Odisha State Board Elements of Mathematics Class 12 CHSE Odisha Solutions Chapter 1 Relation and Function Ex 1(a) Textbook Exercise Questions and Answers.

## CHSE Odisha Class 12 Math Solutions Chapter 1 Relation and Function Exercise 1(a)

Question 1.

If A = {a,b,c,d} mention the type of relations on A given below, which of them are equivalence relations?

(i) {(a, a), (b, b)}

(ii) {(a, a), (b, b), (c, c), (d, d)}

(iii) {(a, b), (b, a), (b, d), (d, b)}

(iv) {(b, c), (b, d), (c, d)}

(v) {(a, a), (b, b), (c, c), (d, d), (a, d), (a, c), (d, a), (c, a), (c, d), (d, c)}

Solution:

(i) Symmetric and transitive but not reflexive.

(ii) Reflexive, symmetric as well as transitive. Hence it is an equivalence relation.

(iii) Only symmetric

(iv) Only transitive

(v) Reflexive, symmetric and transitive. Hence it is an equivalence relation.

Question 2.

Write the following relations in tabular form and determine their type.

(i) R = {(x, y) : 2x – y = 0] on A = {1,2,3,…, 13}

(ii) R = {(x, y) : x divides y} on A = {1,2,3,4,5,6}

(iii) R = {(x, y) : x divides 2 – y} on A = {1,2,3,4,5}

(iv) R = {(x, y) : y ≤, x ≤, 4} on A = {1,2,3,4,5}.

Solution:

(i) R = {(x, y) : 2x- y = 0} on A

= {(x, y) : y = 2x} on A

= {(1, 2), (2, 4), (3, 6), (4, 8), (5, 10), (6, 12)}

R is neither reflexive nor symmetric nor transitive.

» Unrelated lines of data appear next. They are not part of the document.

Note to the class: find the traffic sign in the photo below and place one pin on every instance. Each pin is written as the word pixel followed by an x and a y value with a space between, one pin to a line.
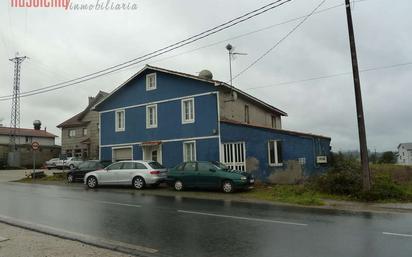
pixel 35 146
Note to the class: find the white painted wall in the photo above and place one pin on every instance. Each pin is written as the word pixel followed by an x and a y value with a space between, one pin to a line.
pixel 405 155
pixel 4 139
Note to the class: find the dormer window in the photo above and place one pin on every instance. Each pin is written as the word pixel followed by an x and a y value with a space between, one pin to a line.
pixel 151 82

(ii) R = {(1, 1), (1, 2), (1, 3), (1, 4), (1,5), (1, 6), (2, 2), (2, 4), (2, 6), (3, 3), (3, 6), (4, 4), (5,5), (6, 6)}

R is reflexive transitive but not symmetric.

(iii) R = {(x, y) : x divides 2 – y} on A

= {1, 2, 3, 4, 5}

= {(x, y) : 2-y is a multiple of x}

= {(1, 1), (1, 2), (1, 3), (1, 4), (1, 5), (2, 2), (2, 4), (3, 2), (3, 5), (4, 2), (5, 2)}

R is neither reflexive nor symmetric nor transitive.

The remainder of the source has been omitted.